As to why bother with the manually initiated shifts, why on earth NOT?? After all, it IS exactly the same gearbox as the manual, albeit with engine & clutch protecting downshift over-rides built in just so you can't hurt the clutch or lug the engine by being in too high a gear for the road speed/revs & with a computer controlled shift mechanism that's activated by the +/- paddles plus an electro/hydraulic clutch controlled by the computer & oil pressure. Pretty much the same way virtually all top end & commercial load carrying vehicles are heading nowdays anyway; the technology is even appearing increasingly rapidly in new everyday vehicles too, mainly because it's smoother, safer, & more efficient than the old school stick selectors that came out with the first gear boxes way back whenever! ;)

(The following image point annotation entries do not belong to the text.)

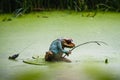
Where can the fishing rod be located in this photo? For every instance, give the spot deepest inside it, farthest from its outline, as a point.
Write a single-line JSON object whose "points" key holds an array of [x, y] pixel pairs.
{"points": [[13, 57], [97, 42]]}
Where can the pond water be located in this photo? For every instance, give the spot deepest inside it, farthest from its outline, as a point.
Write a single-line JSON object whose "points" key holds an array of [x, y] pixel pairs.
{"points": [[38, 30]]}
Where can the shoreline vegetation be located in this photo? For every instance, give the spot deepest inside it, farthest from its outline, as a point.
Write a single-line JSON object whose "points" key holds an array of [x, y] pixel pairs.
{"points": [[27, 6]]}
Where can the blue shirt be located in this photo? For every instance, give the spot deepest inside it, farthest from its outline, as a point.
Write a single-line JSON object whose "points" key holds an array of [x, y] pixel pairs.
{"points": [[56, 47]]}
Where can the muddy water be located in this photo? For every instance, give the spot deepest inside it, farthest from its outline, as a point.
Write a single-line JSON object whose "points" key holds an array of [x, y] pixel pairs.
{"points": [[37, 30]]}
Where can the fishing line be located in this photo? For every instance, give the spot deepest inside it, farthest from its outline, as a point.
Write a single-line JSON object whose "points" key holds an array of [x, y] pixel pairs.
{"points": [[97, 42]]}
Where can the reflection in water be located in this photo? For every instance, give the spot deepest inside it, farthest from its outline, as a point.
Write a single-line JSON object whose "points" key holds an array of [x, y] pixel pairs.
{"points": [[88, 61]]}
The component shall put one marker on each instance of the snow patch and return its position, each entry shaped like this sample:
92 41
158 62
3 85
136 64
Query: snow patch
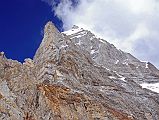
152 86
117 62
112 77
73 31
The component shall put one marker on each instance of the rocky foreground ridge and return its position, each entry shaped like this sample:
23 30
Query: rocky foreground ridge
76 76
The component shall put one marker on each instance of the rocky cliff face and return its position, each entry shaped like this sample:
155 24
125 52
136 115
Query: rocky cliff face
76 76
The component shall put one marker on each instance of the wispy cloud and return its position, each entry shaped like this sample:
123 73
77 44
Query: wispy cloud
132 25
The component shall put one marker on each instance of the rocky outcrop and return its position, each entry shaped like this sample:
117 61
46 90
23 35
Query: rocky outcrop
66 81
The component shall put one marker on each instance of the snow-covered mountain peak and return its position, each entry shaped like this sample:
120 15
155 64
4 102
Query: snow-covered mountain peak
75 29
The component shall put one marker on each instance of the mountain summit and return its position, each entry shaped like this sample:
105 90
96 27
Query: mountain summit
76 76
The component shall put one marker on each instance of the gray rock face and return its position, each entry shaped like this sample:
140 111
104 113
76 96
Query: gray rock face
76 76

Sure, you can ryde your SE Spyder without bothering to elect when to do the downshifting yourself, but regardless of whatever spin the marketing mob or anyone else might try to put on it, at the most fundamental level the auto downshift on the SE's IS a protective mechanism that operates only if you let the road speed or revs get out of the 'safe operational range' for that gear, & as a result you get to accept whatever lumpiness the computer has to impose in order to make the change. You don't want that lumpiness? Then change manually when YOU feel the road speed/revs for that gear are correct & develop the skill to match those smoothly - do that & the computer will do the gear change & minutiae of throttle control with far more smoothness & precision than you could ever possibly achieve, while your skill or lack there-of will be evident to all in the smoothness of matching road speed & revs to the selected gear... Or you could choose not to operate the paddles & just sit back & let the fail-safes take care of the mundane stuff..... but then you'd get to live with the 'damn - you left it too late to change smoothly but don't worry, I can still save your lazy arse' fall-back lumpy option :rolleyes:

Your Ryde, your choice, maybe even your skill?!? :dontknow:

:thumbup:
 
Reading this is bringing back some of the exact same observations that i had, minus the auto upshift expectation.
So ive found that letting the machine downshift on its own is the worst/clunkiest/sloppiest/herky-jerkiest way to do it. So funny, i had the exact same thoughts, "my wife is going to hate this".
And guess what? She did. So i rode it around for a hundred miles or so trying to figure out a way to shift smoothly. Ive got it down to upshifting at around 4000 rpm's and downshifting at no less than 3000. Seems to be the perfect combo. Extremely smooth this way. Letting the R's lug down low enough to auto-downshift is just a herkyjerk-fest with the free wheeling thing thrown in just to let you know that they def havent gotten the auto downshift perfected by any means. Its really just a backup for people who really just dont want to bother.
Upshift at 4000 or higher, downshift no lower than 3000. Try it. Dont leave it up to the software. Its really just a backup.
Cant understand why they don't just set the downshifts at higher rpm's from the factory. Makes no sense to me. Wish they had a software update for it.
Seems very misleading to Spyder newbies, they really push the auto downshift angle but the low rpm clunky downshifts are really off putting to new riders who arent expecting that. At the very least they should tell people to try and shift themselves for smoother shifts. Guess that might scare some first time buyers away though.
Once you figure it out, it gets a LOT better lol.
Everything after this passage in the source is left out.